The main points I hope to convey from these two graphs are:
- The nominal and real exchange rates can diverge substantially in theory and in practice. Recently, the US-China real bilateral exchange rate has diverged from the nominal due to faster inflation in China.
- The bilateral exchange rate can diverge from the trade weighted exchange rate. In open economy macroeconomics, we usually concern ourselves more with the effective (in this case trade-weighted) exchange rate.

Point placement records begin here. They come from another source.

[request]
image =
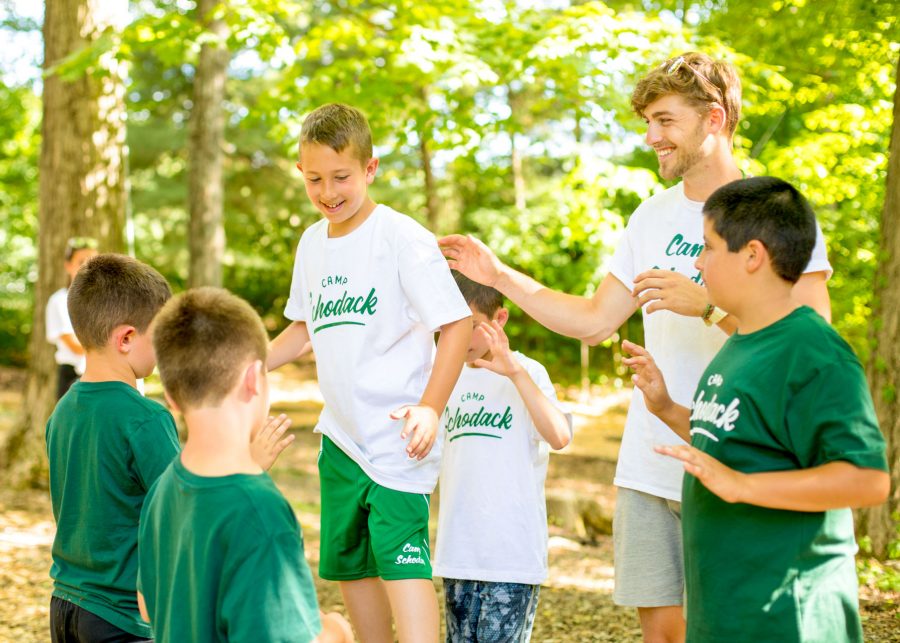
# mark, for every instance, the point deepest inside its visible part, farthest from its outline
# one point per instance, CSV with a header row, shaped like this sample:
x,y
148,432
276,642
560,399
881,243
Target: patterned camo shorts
x,y
483,612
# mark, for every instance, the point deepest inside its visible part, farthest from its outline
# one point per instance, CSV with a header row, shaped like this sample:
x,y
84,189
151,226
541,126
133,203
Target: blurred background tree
x,y
509,119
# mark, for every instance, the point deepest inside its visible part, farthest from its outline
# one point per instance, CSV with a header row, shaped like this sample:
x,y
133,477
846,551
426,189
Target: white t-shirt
x,y
492,523
58,324
372,301
666,231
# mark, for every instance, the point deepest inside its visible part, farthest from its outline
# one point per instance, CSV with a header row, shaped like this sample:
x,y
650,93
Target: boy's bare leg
x,y
662,624
414,604
370,611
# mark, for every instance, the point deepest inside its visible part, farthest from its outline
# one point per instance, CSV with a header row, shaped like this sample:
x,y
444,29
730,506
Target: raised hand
x,y
471,257
269,443
670,290
421,423
723,481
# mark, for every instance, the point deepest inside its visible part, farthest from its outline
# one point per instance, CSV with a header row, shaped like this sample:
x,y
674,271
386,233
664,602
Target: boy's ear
x,y
371,168
757,255
123,338
252,380
717,118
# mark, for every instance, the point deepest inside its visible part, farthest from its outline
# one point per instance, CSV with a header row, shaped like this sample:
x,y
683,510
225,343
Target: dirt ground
x,y
575,605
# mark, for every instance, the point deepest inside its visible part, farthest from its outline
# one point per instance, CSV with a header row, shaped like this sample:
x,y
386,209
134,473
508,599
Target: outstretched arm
x,y
592,319
669,290
649,379
549,421
829,486
422,418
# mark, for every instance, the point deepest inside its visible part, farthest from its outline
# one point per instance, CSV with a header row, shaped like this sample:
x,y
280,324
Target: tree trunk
x,y
432,206
516,153
883,371
206,183
82,193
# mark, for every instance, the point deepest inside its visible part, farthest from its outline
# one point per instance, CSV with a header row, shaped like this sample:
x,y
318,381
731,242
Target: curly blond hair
x,y
696,77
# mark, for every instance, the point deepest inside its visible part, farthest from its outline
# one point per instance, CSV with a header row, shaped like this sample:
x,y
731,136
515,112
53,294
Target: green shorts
x,y
369,530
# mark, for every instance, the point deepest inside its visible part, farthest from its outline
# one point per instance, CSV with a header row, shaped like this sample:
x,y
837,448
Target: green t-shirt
x,y
107,445
789,396
221,559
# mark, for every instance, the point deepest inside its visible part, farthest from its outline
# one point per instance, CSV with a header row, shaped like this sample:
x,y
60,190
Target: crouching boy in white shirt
x,y
499,425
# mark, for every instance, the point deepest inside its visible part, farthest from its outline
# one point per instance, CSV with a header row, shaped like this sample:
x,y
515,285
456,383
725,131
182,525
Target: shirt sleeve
x,y
539,375
818,262
427,283
832,418
621,266
58,322
154,444
270,596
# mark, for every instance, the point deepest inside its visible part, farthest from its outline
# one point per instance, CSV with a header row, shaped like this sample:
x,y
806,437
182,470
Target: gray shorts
x,y
649,561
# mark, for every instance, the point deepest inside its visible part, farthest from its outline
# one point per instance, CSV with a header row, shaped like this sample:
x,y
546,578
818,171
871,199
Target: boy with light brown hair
x,y
370,289
221,553
691,105
106,446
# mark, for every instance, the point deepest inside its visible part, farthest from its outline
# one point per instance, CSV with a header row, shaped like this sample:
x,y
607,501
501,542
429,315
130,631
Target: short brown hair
x,y
338,126
204,338
697,78
113,290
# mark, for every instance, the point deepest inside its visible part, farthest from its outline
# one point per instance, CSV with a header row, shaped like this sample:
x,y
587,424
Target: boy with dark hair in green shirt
x,y
221,554
106,445
784,438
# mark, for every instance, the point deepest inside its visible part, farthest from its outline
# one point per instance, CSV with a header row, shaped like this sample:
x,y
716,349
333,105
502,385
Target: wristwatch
x,y
713,315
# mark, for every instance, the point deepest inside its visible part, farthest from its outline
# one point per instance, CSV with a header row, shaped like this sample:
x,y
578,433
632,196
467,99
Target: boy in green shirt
x,y
221,554
784,438
106,445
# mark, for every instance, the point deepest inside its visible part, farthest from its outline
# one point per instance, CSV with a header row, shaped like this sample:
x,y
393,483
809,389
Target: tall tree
x,y
881,523
206,183
81,192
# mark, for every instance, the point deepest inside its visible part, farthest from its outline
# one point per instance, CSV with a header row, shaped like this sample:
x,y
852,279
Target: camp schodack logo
x,y
456,422
680,247
338,310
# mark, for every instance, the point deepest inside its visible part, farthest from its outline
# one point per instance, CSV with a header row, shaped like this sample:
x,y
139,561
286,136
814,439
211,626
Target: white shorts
x,y
649,560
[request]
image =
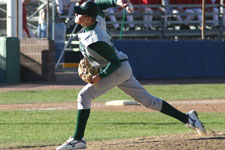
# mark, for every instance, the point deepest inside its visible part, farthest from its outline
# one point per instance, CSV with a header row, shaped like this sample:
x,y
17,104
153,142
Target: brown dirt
x,y
189,141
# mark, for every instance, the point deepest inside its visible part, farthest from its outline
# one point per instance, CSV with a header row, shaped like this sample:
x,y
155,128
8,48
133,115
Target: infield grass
x,y
45,128
53,127
166,92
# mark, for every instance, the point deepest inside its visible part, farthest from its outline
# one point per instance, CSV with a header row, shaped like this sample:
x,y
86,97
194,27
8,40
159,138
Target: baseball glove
x,y
86,70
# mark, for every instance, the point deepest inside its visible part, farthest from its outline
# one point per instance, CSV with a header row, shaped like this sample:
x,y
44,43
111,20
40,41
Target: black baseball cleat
x,y
194,123
72,144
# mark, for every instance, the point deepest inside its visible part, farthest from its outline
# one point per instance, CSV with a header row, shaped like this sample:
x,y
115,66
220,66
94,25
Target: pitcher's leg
x,y
133,88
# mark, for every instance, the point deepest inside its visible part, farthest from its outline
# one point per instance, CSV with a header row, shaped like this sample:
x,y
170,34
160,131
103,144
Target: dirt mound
x,y
189,141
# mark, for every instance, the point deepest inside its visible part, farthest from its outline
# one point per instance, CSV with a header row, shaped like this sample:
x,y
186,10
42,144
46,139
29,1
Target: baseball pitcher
x,y
114,70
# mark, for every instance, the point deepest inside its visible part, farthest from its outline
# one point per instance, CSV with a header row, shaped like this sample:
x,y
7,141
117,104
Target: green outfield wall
x,y
156,59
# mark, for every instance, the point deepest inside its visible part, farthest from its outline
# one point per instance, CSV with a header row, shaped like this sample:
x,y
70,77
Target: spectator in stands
x,y
26,30
198,10
148,18
65,6
41,24
112,18
171,11
189,13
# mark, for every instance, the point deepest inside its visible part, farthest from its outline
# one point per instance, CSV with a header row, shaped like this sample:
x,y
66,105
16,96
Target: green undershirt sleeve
x,y
108,53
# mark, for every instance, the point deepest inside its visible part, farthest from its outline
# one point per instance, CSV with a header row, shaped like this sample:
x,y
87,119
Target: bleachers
x,y
172,30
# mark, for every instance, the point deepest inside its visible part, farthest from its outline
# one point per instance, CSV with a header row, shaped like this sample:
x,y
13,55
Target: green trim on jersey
x,y
108,53
103,5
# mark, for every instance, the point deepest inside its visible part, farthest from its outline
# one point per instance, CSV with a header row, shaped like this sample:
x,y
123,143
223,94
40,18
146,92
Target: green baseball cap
x,y
89,8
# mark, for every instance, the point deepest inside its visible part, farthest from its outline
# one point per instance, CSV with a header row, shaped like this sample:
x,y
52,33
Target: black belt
x,y
125,59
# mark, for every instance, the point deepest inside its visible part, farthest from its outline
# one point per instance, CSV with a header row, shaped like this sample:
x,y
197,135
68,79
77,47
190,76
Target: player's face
x,y
82,19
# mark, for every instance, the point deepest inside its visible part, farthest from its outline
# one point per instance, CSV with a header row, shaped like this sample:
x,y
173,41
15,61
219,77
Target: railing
x,y
165,25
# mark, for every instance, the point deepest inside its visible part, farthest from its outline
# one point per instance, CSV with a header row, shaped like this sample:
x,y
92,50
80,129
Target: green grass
x,y
42,128
166,92
37,128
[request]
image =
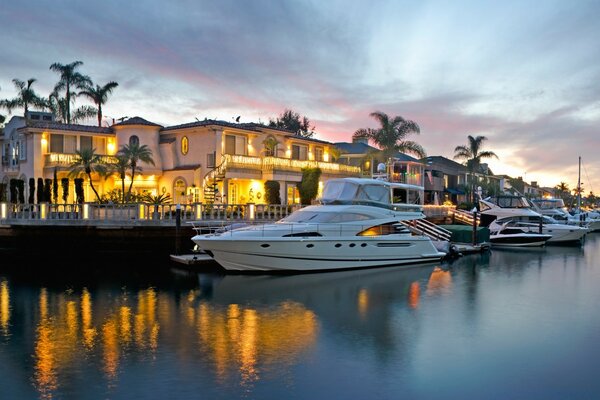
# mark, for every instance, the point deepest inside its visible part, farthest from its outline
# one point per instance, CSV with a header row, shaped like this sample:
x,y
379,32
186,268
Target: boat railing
x,y
419,227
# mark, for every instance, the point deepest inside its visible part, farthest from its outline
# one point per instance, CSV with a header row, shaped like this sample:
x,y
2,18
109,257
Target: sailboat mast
x,y
579,186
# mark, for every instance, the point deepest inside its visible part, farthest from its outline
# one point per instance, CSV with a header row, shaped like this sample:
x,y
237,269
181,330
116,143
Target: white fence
x,y
145,212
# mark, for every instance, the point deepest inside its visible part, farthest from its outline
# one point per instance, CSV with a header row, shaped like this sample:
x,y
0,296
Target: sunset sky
x,y
525,74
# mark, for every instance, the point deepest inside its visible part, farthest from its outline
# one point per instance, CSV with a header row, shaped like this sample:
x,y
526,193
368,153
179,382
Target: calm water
x,y
519,324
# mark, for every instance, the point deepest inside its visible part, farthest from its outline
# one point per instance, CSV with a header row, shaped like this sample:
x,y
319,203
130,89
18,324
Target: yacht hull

Figure 1: Log nominal bilateral USD/CNY exchange rate, monthly average of daily values (blue), and daily noon value for 9/24 (blue box), and log real bilateral USD/CNY, deflated using CPI (red). Both series defined as “up” denotes appreciation of CNY, both normalized to 2005M06=0. Dashed line at de-pegging in July 2005. Source: St. Louis Fed FREDII, CEIC, IMF, ADB Asia Regional Integration Center, and author’s calculations.
Figure 2: Log real bilateral USD/CNY, deflated using CPI (red), log real trade-weighted value of CNY from BIS (purple), and log real trade-weighted value of CNY from IMF (green). All series defined as “up” denotes appreciation. Dashed line at de-pegging in July 2005. Source: BIS, IMF International Financial Statistics, CEIC, St. Louis Fed FREDII, ADB Asia Regional Integration Center, and author’s calculations.
Since the graphs are expressed in log terms, normalized to 2005M06 (the month before China moved away from its peg), the the numerical value on the left axis can be read as the percentage appreciation in the yuan that has taken place since mid-2005 (in log terms, of course). The yuan is now therefore about 21% (24%) stronger against the dollar in nominal terms, and 20% stronger in trade weighted real terms as of August, as compared to June 2005.